Risk and benefits: weighting relative importance of different outcomes

Panellists are asked to assess the net benefit of intervention by balancing the risks and benefits of intervention. It seems unlikely that different panellists will judge the relative importance of particular risks and benefits equally. Indeed, the Rand group itself has shown that doctors practising in different specialties rate the appropriateness of care in systematically different ways - for example, surgeons are more likely to rate surgical interventions as appropriate than are either general or specialist physicians.14 The implicit weights that panellists attach to different dimensions of outcome are important determinants of their assessment of appropriateness of care.

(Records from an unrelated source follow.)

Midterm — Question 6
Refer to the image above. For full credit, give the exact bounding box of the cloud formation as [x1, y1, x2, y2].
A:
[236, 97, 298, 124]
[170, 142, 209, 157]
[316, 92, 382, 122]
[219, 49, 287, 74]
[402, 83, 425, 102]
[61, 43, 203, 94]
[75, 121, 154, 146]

The extent to which the appropriateness scores are generalisable is influenced by the degree to which these weights are shared by users of the scores.

What is worth doing?

The Rand definition instructs panellists to judge something appropriate when the net benefit is sufficiently large that it is “worth doing.” Again, the definition and process give no guidance as to what magnitude of net benefit is worth doing, and again there is no reason to suppose that different panellists should necessarily agree about what is worth doing.

The developers of the Rand method have indicated that they were more concerned with improving the quality of care than reducing health care costs. This is reflected in the Rand definition of appropriateness, which asks panellists to “exclude considerations of monetary cost.” Many people, however, believe that it is impossible to exclude financial costs in making judgments about the appropriateness of care, particularly in a cash limited system such as the NHS.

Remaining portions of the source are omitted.